Phase 3 programs with filgotinib in rheumatoid arthritis, Crohn's disease and ulcerative colitis (UC) were initiated in 2016, as well as Phase 2 studies in small bowel CD, fistulizing CD, Sjögren’s syndrome, ankylosing spondylitis, psoriatic arthritis, cutaneous lupus erythematosus (CLE), lupus membranous nephropathy and uveitis in 2017.
On 28 March 2019, Gilead and Galapagos announced that the Phase 3 FINCH 1 and FINCH 3 trials in RA patients refractory to methotrexate and naïve to methotrexate, respectively, met the primary and key secondary endpoints, with favorable safety data at the 24 week cutoff in line with FINCH 2 and previous studies with filgotinib. FINCH 1 and FINCH 3 are ongoing 52-week studies. On 12 September 2018, Gilead and Galapagos announced that the Phase 3 FINCH 2 trial in RA patients refractory to biologics met the primary and all key secondary endpoints, with favorable safety data in line with previous studies.

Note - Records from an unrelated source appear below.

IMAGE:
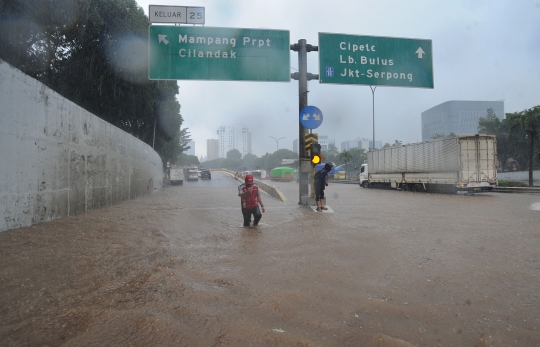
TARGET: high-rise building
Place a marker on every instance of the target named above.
(362, 143)
(295, 146)
(234, 137)
(212, 149)
(191, 150)
(457, 116)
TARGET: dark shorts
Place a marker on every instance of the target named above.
(247, 212)
(319, 191)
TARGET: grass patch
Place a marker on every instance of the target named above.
(509, 183)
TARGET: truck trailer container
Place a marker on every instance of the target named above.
(462, 163)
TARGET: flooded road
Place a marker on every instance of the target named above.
(177, 268)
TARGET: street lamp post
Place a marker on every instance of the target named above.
(277, 142)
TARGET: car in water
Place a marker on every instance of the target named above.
(206, 174)
(192, 174)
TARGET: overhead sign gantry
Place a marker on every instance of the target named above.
(218, 54)
(375, 61)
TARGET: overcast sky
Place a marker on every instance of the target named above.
(482, 50)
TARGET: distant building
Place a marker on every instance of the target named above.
(457, 116)
(295, 146)
(234, 137)
(212, 149)
(361, 143)
(324, 141)
(191, 150)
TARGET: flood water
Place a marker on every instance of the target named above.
(177, 268)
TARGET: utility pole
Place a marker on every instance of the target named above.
(302, 76)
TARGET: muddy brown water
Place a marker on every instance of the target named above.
(177, 269)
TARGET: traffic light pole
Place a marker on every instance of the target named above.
(302, 76)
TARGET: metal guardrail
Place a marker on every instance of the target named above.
(516, 189)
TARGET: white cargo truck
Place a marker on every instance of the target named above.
(462, 163)
(176, 176)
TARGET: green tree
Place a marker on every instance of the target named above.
(526, 124)
(332, 154)
(89, 52)
(248, 161)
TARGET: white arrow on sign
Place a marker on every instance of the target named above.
(163, 38)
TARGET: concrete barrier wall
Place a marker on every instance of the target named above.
(57, 159)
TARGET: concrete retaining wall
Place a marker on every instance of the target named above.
(57, 159)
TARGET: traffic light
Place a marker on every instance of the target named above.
(315, 150)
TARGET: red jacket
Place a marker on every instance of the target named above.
(249, 201)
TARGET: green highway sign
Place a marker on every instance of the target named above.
(375, 61)
(218, 54)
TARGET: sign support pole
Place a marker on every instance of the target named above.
(373, 106)
(302, 76)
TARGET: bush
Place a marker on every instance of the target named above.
(508, 183)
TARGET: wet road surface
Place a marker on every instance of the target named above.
(177, 269)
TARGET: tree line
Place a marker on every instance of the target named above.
(94, 53)
(518, 140)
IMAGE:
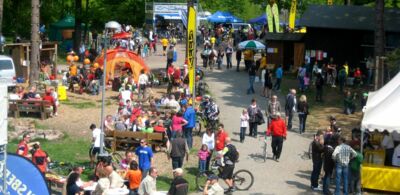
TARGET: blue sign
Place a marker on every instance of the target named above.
(22, 177)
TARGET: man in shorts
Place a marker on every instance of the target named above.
(229, 161)
(95, 149)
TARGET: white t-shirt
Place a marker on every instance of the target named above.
(209, 141)
(96, 136)
(396, 156)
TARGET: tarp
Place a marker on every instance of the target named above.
(223, 17)
(382, 109)
(259, 20)
(118, 59)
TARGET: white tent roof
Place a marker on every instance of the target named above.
(383, 106)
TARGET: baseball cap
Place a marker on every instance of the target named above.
(212, 177)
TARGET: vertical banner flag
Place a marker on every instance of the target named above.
(292, 14)
(191, 47)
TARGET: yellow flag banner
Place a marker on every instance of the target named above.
(292, 14)
(191, 47)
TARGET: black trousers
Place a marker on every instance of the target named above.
(253, 129)
(277, 143)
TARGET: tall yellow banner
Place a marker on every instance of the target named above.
(191, 47)
(292, 14)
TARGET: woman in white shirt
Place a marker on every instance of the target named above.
(209, 140)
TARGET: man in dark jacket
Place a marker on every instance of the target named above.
(179, 186)
(290, 107)
(177, 150)
(317, 148)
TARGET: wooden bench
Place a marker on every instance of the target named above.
(130, 137)
(30, 106)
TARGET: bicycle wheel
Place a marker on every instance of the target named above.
(197, 128)
(201, 179)
(243, 179)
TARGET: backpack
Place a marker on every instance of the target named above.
(232, 154)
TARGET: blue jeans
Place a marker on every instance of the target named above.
(315, 173)
(188, 136)
(202, 166)
(326, 182)
(302, 120)
(177, 162)
(251, 83)
(242, 133)
(342, 172)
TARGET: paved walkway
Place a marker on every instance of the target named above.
(290, 175)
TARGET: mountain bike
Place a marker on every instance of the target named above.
(242, 179)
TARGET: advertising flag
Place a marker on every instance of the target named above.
(191, 47)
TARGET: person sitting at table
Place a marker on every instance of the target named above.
(148, 128)
(388, 145)
(129, 157)
(116, 181)
(72, 187)
(396, 156)
(134, 176)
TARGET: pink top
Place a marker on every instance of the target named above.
(203, 154)
(177, 123)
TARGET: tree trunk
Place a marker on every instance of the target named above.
(78, 25)
(1, 24)
(86, 21)
(35, 43)
(379, 50)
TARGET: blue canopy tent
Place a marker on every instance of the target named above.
(259, 20)
(223, 17)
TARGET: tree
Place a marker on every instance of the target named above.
(78, 25)
(35, 42)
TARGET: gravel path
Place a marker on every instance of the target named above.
(290, 175)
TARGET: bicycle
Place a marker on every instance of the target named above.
(264, 154)
(242, 179)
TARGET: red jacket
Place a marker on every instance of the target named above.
(277, 127)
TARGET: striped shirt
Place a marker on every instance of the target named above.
(343, 153)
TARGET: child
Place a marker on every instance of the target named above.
(306, 81)
(203, 155)
(244, 122)
(134, 176)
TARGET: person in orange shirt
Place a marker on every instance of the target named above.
(134, 176)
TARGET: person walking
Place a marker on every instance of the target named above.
(177, 151)
(229, 51)
(342, 155)
(252, 69)
(254, 116)
(290, 107)
(244, 123)
(277, 129)
(302, 110)
(145, 157)
(190, 116)
(273, 107)
(319, 86)
(278, 75)
(209, 140)
(238, 58)
(317, 148)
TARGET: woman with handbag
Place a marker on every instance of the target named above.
(254, 117)
(302, 110)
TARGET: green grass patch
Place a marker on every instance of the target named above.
(164, 181)
(79, 105)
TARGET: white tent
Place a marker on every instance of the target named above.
(383, 106)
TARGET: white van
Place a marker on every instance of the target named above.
(7, 71)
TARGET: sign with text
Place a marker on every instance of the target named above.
(191, 47)
(22, 177)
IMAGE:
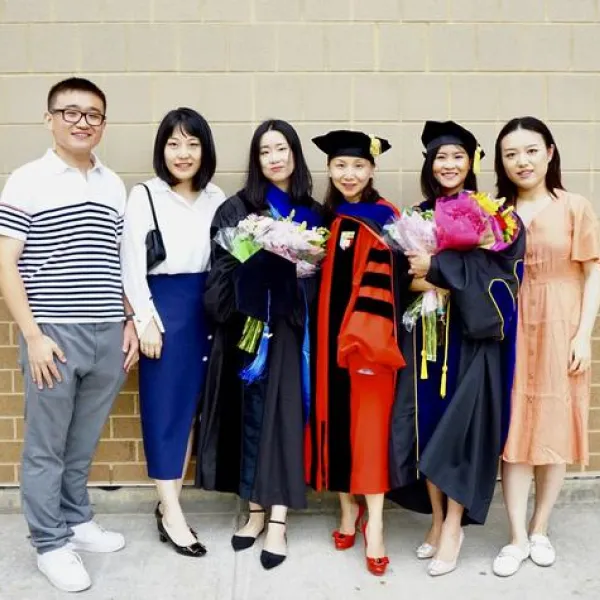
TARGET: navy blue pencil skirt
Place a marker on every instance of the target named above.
(171, 387)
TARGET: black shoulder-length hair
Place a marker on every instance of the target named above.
(192, 124)
(430, 187)
(504, 186)
(300, 188)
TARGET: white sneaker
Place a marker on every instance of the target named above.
(64, 570)
(90, 537)
(542, 551)
(509, 560)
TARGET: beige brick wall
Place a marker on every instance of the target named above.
(380, 65)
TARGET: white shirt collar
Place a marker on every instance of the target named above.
(57, 165)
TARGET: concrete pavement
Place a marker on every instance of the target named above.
(147, 569)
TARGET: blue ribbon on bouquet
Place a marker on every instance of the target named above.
(256, 369)
(279, 203)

On 6 September 2018, Gilead and Galapagos announced that the TORTUGA Phase 2 trial of filgotinib in ankylosing spondylitis met the primary endpoint, with favorable safety data. The results from TORTUGA were published in The Lancet.

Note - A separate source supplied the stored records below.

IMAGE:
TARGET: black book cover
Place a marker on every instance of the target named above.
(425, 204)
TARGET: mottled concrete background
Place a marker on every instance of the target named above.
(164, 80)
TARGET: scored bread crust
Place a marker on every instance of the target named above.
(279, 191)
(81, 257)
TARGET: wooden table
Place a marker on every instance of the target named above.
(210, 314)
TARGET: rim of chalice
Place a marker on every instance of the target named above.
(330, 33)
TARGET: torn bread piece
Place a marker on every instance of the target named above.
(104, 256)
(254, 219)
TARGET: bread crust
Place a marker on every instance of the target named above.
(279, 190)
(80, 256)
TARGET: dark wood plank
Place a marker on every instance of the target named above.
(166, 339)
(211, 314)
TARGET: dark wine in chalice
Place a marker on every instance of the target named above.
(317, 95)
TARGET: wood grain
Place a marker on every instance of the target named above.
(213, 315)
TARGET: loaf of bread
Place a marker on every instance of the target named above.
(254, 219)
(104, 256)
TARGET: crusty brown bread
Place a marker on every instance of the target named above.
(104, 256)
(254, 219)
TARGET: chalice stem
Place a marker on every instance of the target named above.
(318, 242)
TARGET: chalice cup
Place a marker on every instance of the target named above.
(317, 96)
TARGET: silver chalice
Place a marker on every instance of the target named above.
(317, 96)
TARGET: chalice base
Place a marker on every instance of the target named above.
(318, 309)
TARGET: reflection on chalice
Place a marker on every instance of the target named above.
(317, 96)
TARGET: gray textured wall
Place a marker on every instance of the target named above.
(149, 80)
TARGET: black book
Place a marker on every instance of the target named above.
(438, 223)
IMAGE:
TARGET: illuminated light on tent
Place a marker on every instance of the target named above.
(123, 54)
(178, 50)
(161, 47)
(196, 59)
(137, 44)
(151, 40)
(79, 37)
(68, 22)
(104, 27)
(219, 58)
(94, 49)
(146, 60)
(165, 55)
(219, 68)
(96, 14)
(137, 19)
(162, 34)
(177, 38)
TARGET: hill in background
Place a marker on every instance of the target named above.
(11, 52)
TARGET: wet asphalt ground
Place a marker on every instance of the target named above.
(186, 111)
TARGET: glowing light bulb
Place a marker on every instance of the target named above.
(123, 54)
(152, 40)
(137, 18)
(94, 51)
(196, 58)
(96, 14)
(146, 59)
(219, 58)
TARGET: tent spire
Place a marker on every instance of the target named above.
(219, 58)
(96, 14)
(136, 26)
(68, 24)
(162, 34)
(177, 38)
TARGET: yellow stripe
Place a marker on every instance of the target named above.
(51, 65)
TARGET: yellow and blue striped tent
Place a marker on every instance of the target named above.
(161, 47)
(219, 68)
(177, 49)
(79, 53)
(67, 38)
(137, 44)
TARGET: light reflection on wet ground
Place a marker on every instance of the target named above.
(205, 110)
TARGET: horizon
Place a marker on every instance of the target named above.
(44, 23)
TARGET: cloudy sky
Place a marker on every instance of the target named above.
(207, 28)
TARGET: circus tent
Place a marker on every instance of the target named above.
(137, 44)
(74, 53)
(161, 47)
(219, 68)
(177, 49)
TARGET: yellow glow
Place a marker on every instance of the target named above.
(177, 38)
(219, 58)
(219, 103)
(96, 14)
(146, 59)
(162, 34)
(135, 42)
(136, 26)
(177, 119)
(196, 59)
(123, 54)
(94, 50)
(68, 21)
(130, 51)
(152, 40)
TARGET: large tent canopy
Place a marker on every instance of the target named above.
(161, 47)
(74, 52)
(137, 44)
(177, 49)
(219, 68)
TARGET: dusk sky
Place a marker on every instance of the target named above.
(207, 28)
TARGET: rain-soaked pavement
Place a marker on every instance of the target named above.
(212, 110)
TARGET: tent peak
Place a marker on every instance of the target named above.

On 30 May 2018, Gilead and Galapagos announced that the EQUATOR Phase 2 trial of filgotinib in psoriatic arthritis met the primary endpoint, with favorable safety data. The results from EQUATOR were published in The Lancet. Gilead and Galapagos announced that the Phase 2b/3 SELECTION trial with filgotinib in ulcerative colitis progressed into Phase 3 following an interim futility analysis in which the DMC recommended that the study proceed as planned at both the 100 mg and 200 mg once daily dose level in biologic-experienced and biologic-naïve patients.